SAO PAULO (Reuters) – A senator accused of involvement in Brazil’s biggest corruption scandal said President Dilma Rousseff and her predecessor Lula were both aware of it and tried to block prosecutors from investigating, Veja magazine said yesterday.
In an interview with Brazil’s best-selling weekly news magazine, Senator Delcidio do Amaral said Rousseff’s successful presidential campaigns in 2010 and 2014 were financed with money from the graft scheme.
Amaral was the leader of the ruling Workers’ Party (PT) in the Senate and a close Rousseff ally until he was arrested in November on charges of attempting to bribe a former executive of state-run oil company Petrobras in exchange for his silence in the investigation.
He left the party this week after agreeing a plea bargain, one of several such deals that prosecutors have used to advance their probe.
Amaral’s comments may increase the pressure on Rousseff, whose approval ratings have been hard hit by the worst recession in decades and who faces impeachment proceedings in Congress over separate allegations of manipulating budget accounts.
Calls to request comment from the presidency were not immediately answered. A spokesman for former president Lula said Amaral was a defendant trying to get legal benefits, and that he did not have evidence of what he told the magazine. Both Rousseff and Lula have repeatedly denied any wrongdoing.

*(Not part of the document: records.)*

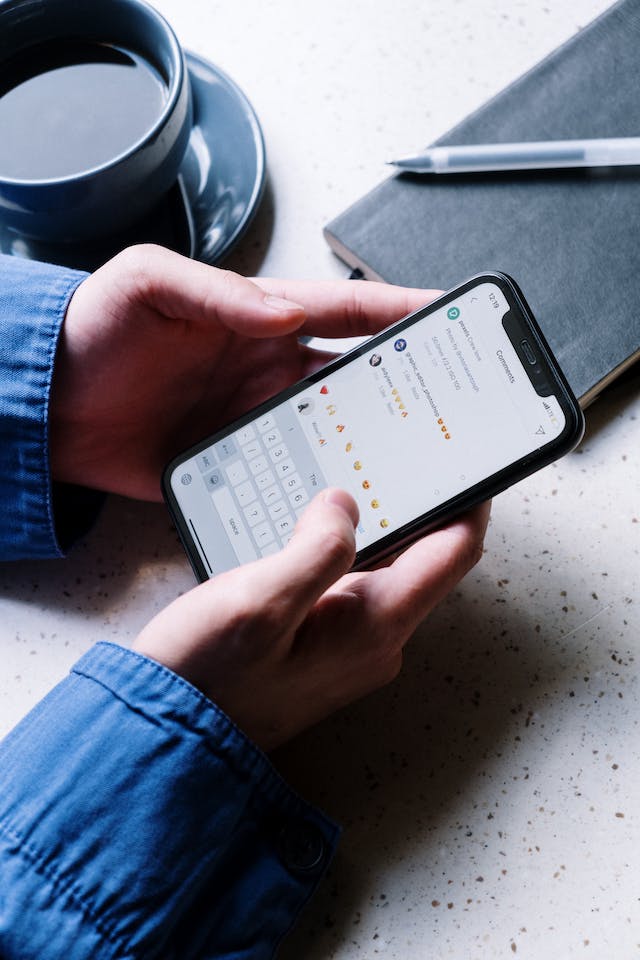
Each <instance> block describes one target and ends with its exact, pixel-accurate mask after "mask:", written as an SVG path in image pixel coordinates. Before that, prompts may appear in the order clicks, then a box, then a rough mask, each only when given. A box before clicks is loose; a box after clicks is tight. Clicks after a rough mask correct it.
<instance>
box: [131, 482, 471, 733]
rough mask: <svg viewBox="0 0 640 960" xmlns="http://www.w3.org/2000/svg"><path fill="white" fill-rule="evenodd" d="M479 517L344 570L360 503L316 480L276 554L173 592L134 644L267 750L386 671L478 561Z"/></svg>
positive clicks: (353, 695)
mask: <svg viewBox="0 0 640 960" xmlns="http://www.w3.org/2000/svg"><path fill="white" fill-rule="evenodd" d="M488 518H489V505H488V504H483V505H482V506H480V507H476V508H475V509H474V510H472V511H470V512H469V513H467V514H465V515H464V516H461V517H460V518H458V519H456V520H455V521H454V522H453V523H451V524H449V525H448V526H446V527H444V528H442V529H440V530H437V531H435V532H434V533H430V534H428V535H427V536H426V537H425V538H424V539H422V540H420V541H419V542H417V543H415V544H414V545H413V546H411V547H410V548H409V549H408V550H406V551H405V552H404V553H403V554H402V555H401V556H399V557H398V558H397V559H396V560H395V561H394V562H393V563H392V564H390V565H389V566H386V567H381V568H379V569H377V570H372V571H368V572H364V573H347V571H348V570H349V568H350V567H351V565H352V563H353V558H354V554H355V538H354V529H353V528H354V526H355V524H356V523H357V507H356V505H355V501H354V500H353V499H352V498H351V497H350V496H349V494H347V493H345V492H344V491H340V490H325V491H323V492H322V493H320V494H319V495H318V496H317V497H316V498H315V499H314V500H313V502H312V503H311V504H310V506H309V507H308V508H307V510H306V511H305V512H304V513H303V514H302V517H301V518H300V520H299V521H298V524H297V526H296V529H295V533H294V536H293V538H292V540H291V541H290V542H289V544H288V545H287V546H286V547H285V548H284V549H283V550H282V551H280V553H278V554H275V555H274V556H270V557H266V558H265V559H263V560H258V561H257V562H255V563H251V564H248V565H246V566H244V567H239V568H236V569H234V570H231V571H229V572H227V573H223V574H220V575H219V576H217V577H215V578H214V579H212V580H209V581H207V582H205V583H203V584H201V585H200V586H198V587H196V588H195V589H193V590H191V591H190V592H189V593H187V594H184V595H183V596H181V597H179V598H178V599H177V600H175V601H174V602H173V603H172V604H171V605H170V606H169V607H167V608H166V609H165V610H163V611H162V612H161V613H160V614H158V615H157V616H156V617H155V618H154V619H153V620H152V621H151V623H150V624H148V626H147V627H145V629H144V630H143V631H142V633H141V634H140V635H139V637H138V638H137V640H136V642H135V644H134V647H135V649H137V650H138V651H139V652H141V653H143V654H145V655H147V656H149V657H151V658H152V659H155V660H157V661H159V662H160V663H163V664H165V666H167V667H169V668H170V669H172V670H173V671H175V672H176V673H178V674H180V675H181V676H183V677H185V678H186V679H187V680H188V681H189V682H190V683H192V684H193V685H194V686H196V687H198V688H199V689H200V690H202V691H203V692H204V693H205V694H206V695H207V696H208V697H209V698H210V699H211V700H213V701H214V702H215V703H217V704H218V705H219V706H220V707H221V708H222V709H223V710H224V711H225V712H226V713H227V714H228V716H230V717H231V719H232V720H234V721H235V722H236V723H237V724H238V726H240V727H241V729H242V730H244V732H245V733H246V734H247V735H248V736H250V737H251V738H252V739H253V740H254V741H255V742H256V743H257V744H258V745H259V746H261V747H262V748H263V749H266V750H269V749H272V748H274V747H276V746H278V745H279V744H281V743H283V742H284V741H285V740H287V739H289V738H290V737H292V736H294V735H295V734H296V733H298V732H299V731H301V730H303V729H304V728H305V727H307V726H310V725H311V724H313V723H315V722H316V721H318V720H320V719H321V718H322V717H324V716H326V715H328V714H329V713H331V712H333V711H334V710H337V709H338V708H339V707H342V706H344V705H345V704H347V703H349V702H350V701H352V700H355V699H356V698H358V697H360V696H362V695H363V694H365V693H367V692H369V691H371V690H374V689H375V688H377V687H379V686H381V685H383V684H384V683H387V682H388V681H390V680H392V679H393V677H395V675H396V674H397V672H398V671H399V669H400V666H401V663H402V650H403V647H404V645H405V643H406V642H407V640H408V639H409V637H410V636H411V634H412V633H413V631H414V630H415V628H416V627H417V625H418V624H419V623H420V621H421V620H422V619H423V618H424V617H425V616H426V615H427V614H428V613H429V611H430V610H431V609H432V608H433V607H434V606H435V605H436V604H437V603H438V602H439V601H440V600H441V599H442V598H443V597H444V596H445V594H446V593H448V592H449V591H450V590H451V589H452V588H453V587H454V586H455V584H456V583H457V582H458V580H460V578H461V577H463V576H464V574H465V573H466V572H467V571H468V570H469V569H470V568H471V567H472V566H473V565H474V564H475V563H476V562H477V561H478V560H479V558H480V556H481V554H482V542H483V538H484V534H485V530H486V526H487V522H488Z"/></svg>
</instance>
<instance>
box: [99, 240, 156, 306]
mask: <svg viewBox="0 0 640 960" xmlns="http://www.w3.org/2000/svg"><path fill="white" fill-rule="evenodd" d="M164 255H165V251H163V250H162V248H161V247H158V246H156V245H155V244H153V243H140V244H135V245H134V246H131V247H127V248H126V249H124V250H122V251H121V252H120V253H118V254H117V255H116V256H115V257H114V258H113V260H112V261H111V265H112V267H113V269H114V273H115V276H116V277H126V279H127V282H128V283H129V284H131V285H132V286H133V287H134V288H135V290H136V291H137V292H138V293H139V294H141V295H142V296H145V295H146V294H148V293H149V292H150V290H151V288H152V286H153V283H154V277H155V276H156V275H157V265H158V258H159V257H163V256H164Z"/></svg>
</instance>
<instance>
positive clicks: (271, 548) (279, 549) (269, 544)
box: [260, 540, 280, 557]
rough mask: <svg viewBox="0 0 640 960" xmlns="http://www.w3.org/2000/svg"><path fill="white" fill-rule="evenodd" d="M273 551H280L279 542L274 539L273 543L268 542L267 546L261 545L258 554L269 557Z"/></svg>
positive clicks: (276, 540) (276, 552)
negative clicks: (266, 546) (259, 552)
mask: <svg viewBox="0 0 640 960" xmlns="http://www.w3.org/2000/svg"><path fill="white" fill-rule="evenodd" d="M273 553H280V544H279V543H278V541H277V540H274V541H273V543H270V544H269V546H268V547H263V548H262V550H261V551H260V556H261V557H270V556H271V554H273Z"/></svg>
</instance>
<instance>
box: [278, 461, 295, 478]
mask: <svg viewBox="0 0 640 960" xmlns="http://www.w3.org/2000/svg"><path fill="white" fill-rule="evenodd" d="M295 472H296V468H295V467H294V465H293V460H291V459H289V460H282V461H280V462H278V463H276V473H277V474H278V476H279V477H280V479H281V480H284V478H285V477H288V476H289V474H290V473H295Z"/></svg>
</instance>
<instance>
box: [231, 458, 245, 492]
mask: <svg viewBox="0 0 640 960" xmlns="http://www.w3.org/2000/svg"><path fill="white" fill-rule="evenodd" d="M248 476H249V474H248V473H247V468H246V467H245V465H244V463H243V462H242V460H234V462H233V463H230V464H229V466H228V467H227V478H228V480H229V483H230V484H232V485H233V486H234V487H237V485H238V484H239V483H242V482H243V481H244V480H246V479H247V477H248Z"/></svg>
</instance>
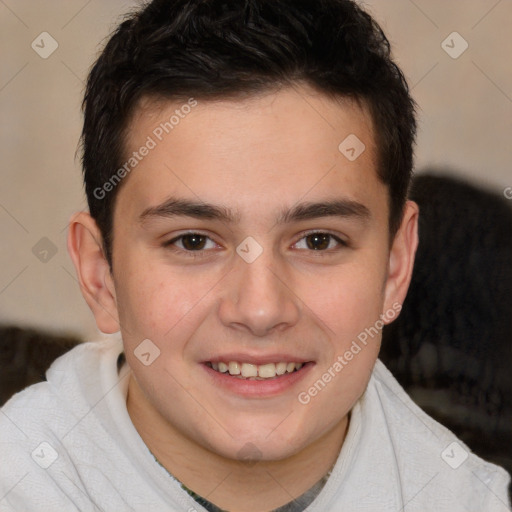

According to the senator, Lula negotiated the appointment of directors at Petrobras on behalf of political parties and was aware of how the parties used their influence over the company for campaign financing via kick-backs from contractors working for the state oil firm.
“Lula negotiated directly with parties the appointment of directors at Petrobras and knew how the parties used them, especially in campaign financing,” Amaral told Veja, which is critical of Rousseff’s left-leaning administration.
“Dilma inherited and benefited from the scheme, which financed her political campaigns. Dilma also knew about everything.”
The scandal has plunged Brazil into a deep political crisis at a time when it is also grappling with economic recession and an epidemic of the mosquito-borne Zika virus, and preparing to host the Olympic Games in less than five months’ time.
Rousseff named Lula her chief of staff on Wednesday, but a Supreme Court judge ruled on Friday that he should be suspended from the new ministerial role so he can be investigated for graft.
In his ruling, judge Gilmar Mendes said the appointment appeared designed to shelter Lula from prosecutors’ charges of money laundering and fraud in the Petrobras case.
His decision was made public shortly after Lula rallied a crowd of nearly 100,000 Workers’ Party supporters in Sao Paulo, pledging the government would drag Brazil out of its recession and survive the impeachment proceedings against Rousseff.
Folha de S.Paulo newspaper reported yesterday the government would announce a 15 billion reais ($4.14 billion) package of stimulus measures tomorrow.
In the interview with Veja, Amaral said government officials had tried to derail the corruption probe, led by a task force in the southern town of Curitiba, in which dozens of top businessmen and politicians have been arrested.
The senator said the former justice minister and current attorney general, Jose Eduardo Cardozo, warned the president in advance when major arrests were about to be made by police in the investigation, codenamed “Operation Car Wash”.
Amaral said he met Rousseff and Cardozo every Monday to talk about the investigations and the minister used the codewords “cold winds from Curitiba” to refer to future actions within Car Wash. Calls and e-mails to the attorney general’s office requesting comment yesterday were not immediately answered.